Cheyenne to Salt Lake City

“Date Night” is NOT a good movie. Kent would like to “punch this movie in the face.” Also, Thai-Japanese-Chinese-Korean fusion from Rice in downtown Salt Lake City is basically very expensive garbage. We just checked in to the classy Metropolitan Inn in Salt Lake City. For some reason, we had to beg the front desk for locks on our first story windows. They acted like we were being divas but eventually secured the windows with tiny screw things. Totally normal.
The good news is that we are now safe and sound in our little bunker here in the south side of Salt Lake. Today started off with good food. No, I take that back – GREAT food. I would say that it was the best diner food I have ever had in my life. I had a real sausage, cheese and egg biscuit sandwich and Luxury Potatoes, which were basically O’Brien potatoes but about 300% more luxurious. Really. Now let me go back to that biscuit sandwich. The biscuit was awesome. It was huge and fluffy and had no remnants metal or the metallic flavor you get from using canned biscuits. The sausage is made by the owner’s grandfather (by hand) daily and he only uses the Laramie County Fair’s 1st Prize Pig and 100-year old recipe.* Kent had amazing corned beef hash and some other food that I really didn’t pay attention to since I was fully enamored with my biscuit sandwich. The best food of our lives was thanks to Luxury Diner, connected to the Wyoming Hotel in Cheyenne. It was perfectly located between our hotel and the entrance ramp to 80 West.
The car has been giving us a little sputter-business when trying to start, so we decided to call up the local mechanic to see what the heck was up. We had the nice teen boy check our battery and after being told we were over 50% good in that department, we got on the road and started on our way through vast, beautiful big-sky Wyoming.
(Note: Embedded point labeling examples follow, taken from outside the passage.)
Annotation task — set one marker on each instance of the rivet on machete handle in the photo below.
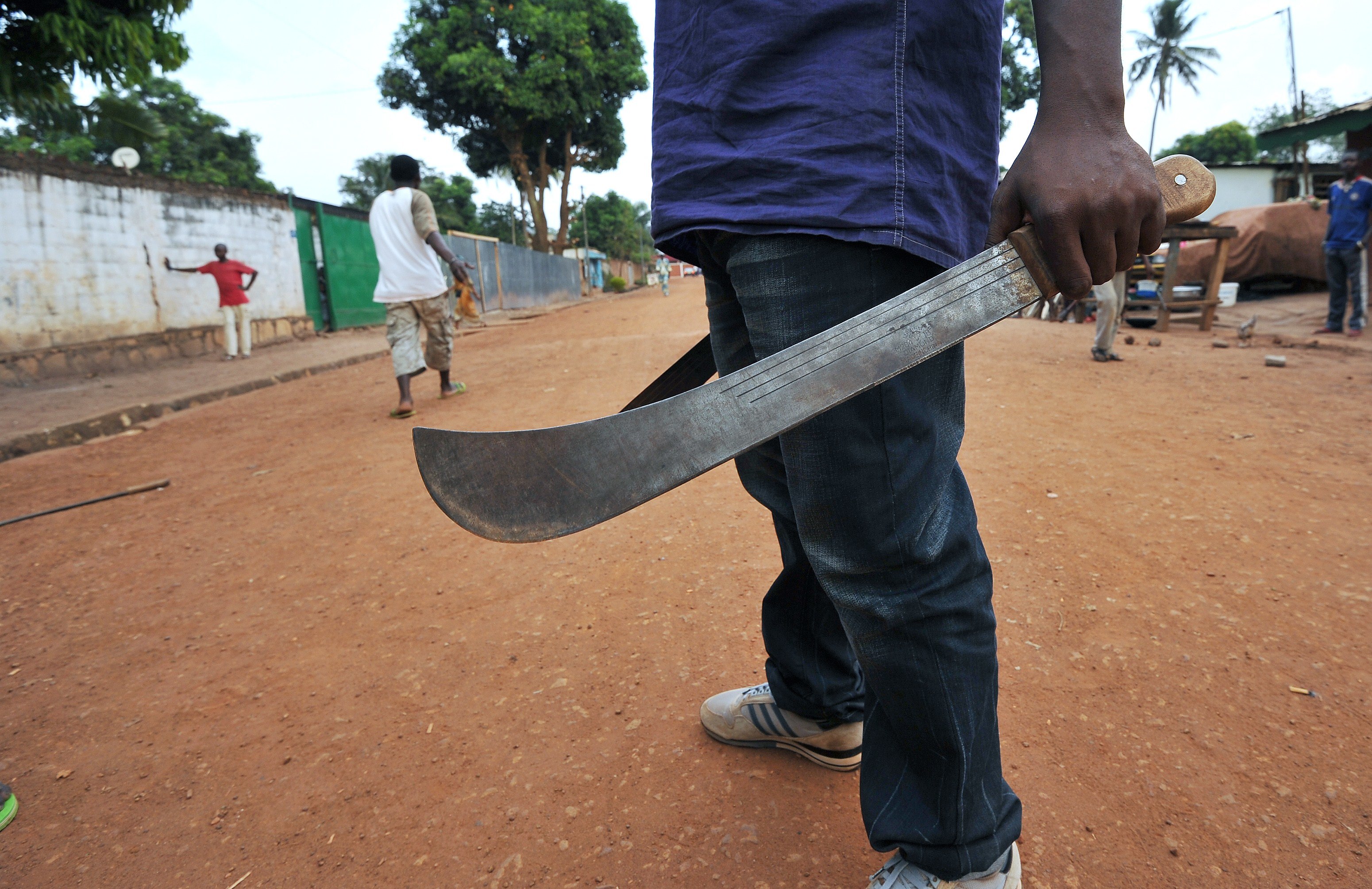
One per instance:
(1187, 191)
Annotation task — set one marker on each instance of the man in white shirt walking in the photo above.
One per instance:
(412, 284)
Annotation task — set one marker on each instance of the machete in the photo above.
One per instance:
(537, 485)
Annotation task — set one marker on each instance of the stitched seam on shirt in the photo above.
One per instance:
(899, 64)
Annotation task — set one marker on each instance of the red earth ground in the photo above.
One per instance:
(291, 670)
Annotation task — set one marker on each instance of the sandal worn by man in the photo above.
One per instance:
(9, 806)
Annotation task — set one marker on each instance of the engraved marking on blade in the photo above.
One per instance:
(863, 339)
(931, 290)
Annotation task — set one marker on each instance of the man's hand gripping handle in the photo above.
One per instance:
(1187, 191)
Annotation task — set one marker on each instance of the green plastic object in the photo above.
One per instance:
(9, 808)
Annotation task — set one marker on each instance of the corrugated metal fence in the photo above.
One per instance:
(339, 268)
(516, 278)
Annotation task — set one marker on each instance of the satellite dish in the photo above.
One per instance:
(125, 158)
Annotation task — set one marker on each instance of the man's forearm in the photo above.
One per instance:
(1079, 62)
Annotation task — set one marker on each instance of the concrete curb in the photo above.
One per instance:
(121, 419)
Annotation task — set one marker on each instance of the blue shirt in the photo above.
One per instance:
(869, 121)
(1349, 208)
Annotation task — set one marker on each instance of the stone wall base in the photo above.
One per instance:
(127, 353)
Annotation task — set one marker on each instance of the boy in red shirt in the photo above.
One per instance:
(234, 301)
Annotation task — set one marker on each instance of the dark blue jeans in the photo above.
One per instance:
(1345, 274)
(883, 608)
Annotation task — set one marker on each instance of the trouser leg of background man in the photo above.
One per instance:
(402, 335)
(1109, 310)
(231, 335)
(1353, 272)
(245, 330)
(887, 530)
(1338, 271)
(437, 317)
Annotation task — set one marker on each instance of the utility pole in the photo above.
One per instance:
(586, 240)
(1300, 151)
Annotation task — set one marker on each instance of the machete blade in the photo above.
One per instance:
(536, 485)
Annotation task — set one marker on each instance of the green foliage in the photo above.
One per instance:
(1227, 143)
(501, 220)
(175, 135)
(452, 195)
(527, 88)
(1018, 61)
(1322, 147)
(44, 44)
(615, 225)
(1165, 58)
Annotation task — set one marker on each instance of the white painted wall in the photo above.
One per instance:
(83, 261)
(1239, 187)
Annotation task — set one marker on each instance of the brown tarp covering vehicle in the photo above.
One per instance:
(1275, 242)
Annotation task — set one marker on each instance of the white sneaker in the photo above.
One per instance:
(751, 718)
(901, 874)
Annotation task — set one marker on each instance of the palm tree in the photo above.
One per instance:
(1164, 57)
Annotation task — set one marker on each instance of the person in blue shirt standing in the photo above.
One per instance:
(815, 161)
(1350, 224)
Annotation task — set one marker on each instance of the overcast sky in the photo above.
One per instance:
(302, 74)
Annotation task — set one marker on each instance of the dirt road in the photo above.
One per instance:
(291, 667)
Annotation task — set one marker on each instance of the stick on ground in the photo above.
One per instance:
(136, 489)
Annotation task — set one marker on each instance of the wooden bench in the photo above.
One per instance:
(1174, 235)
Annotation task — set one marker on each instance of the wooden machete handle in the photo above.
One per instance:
(1187, 191)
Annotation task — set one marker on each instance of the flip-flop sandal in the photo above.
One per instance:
(9, 807)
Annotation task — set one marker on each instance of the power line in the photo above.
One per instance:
(1241, 27)
(327, 93)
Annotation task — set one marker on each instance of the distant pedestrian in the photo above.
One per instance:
(412, 284)
(234, 300)
(1350, 224)
(1109, 310)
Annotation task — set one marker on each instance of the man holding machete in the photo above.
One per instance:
(817, 162)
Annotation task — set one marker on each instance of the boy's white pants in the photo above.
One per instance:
(231, 338)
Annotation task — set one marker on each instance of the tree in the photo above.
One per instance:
(1164, 57)
(615, 225)
(452, 195)
(1227, 143)
(187, 142)
(503, 221)
(1318, 102)
(44, 44)
(1018, 61)
(527, 88)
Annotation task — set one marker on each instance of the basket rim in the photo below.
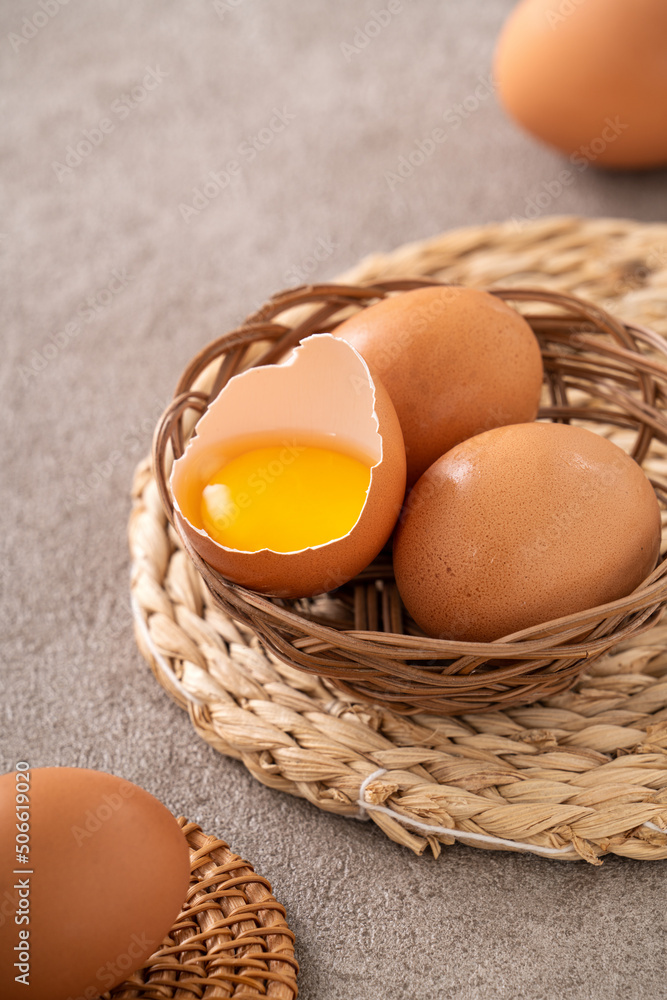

Our first stop was the nation’s smallest town, Buford, WY. It has a population of uno and consists of a little house and a big authentic Buford town sign. The best part was a guy named Buford pulled up and wanted us to take a picture of him in front of the Buford sign. Only in BUFORD!
Our second little stop was the nation’s favorite roadside attraction: The Wyoming Frontier Prison. They keep portions of the rope that they hanged people with underneath glass cases next to photos of the unfortunate inmate. It was creepy. There were dusty photos and confiscated shanks and barbed wire and a little gift shop. There was also a frame made entirely out of Camel cigarette packages, using no binding material. We took some dumb pictures and got the hell out of that prison!
We stopped for Subway in Green River, got misinformation about how long the drive would be from there to Salt Lake City (3.5 hours) and got to Salt Lake City in about 2 hours. We don’t think that the Subway girl has ever left Green River.
*This sentence regarding the origins of Luxury Diner’s sausage has not been confirmed.
Kent has been working on the photo gallery while I write this. His contribution:
“And now here’s a thousand pictures of clouds.”





























































Kent – better than Annie’s sausage? (Your girlfriend eats a lot of pork.)
I love pork. Rick, can you send us some of Annie’s sausage? I have never tried it, and if you say it is better than Luxury Diner’s – I think it’s worth the overnight postage. Everyone knows that pork, in any form, is the perfect beach food.
Not better than Annie’s… IMPOSSIBLE!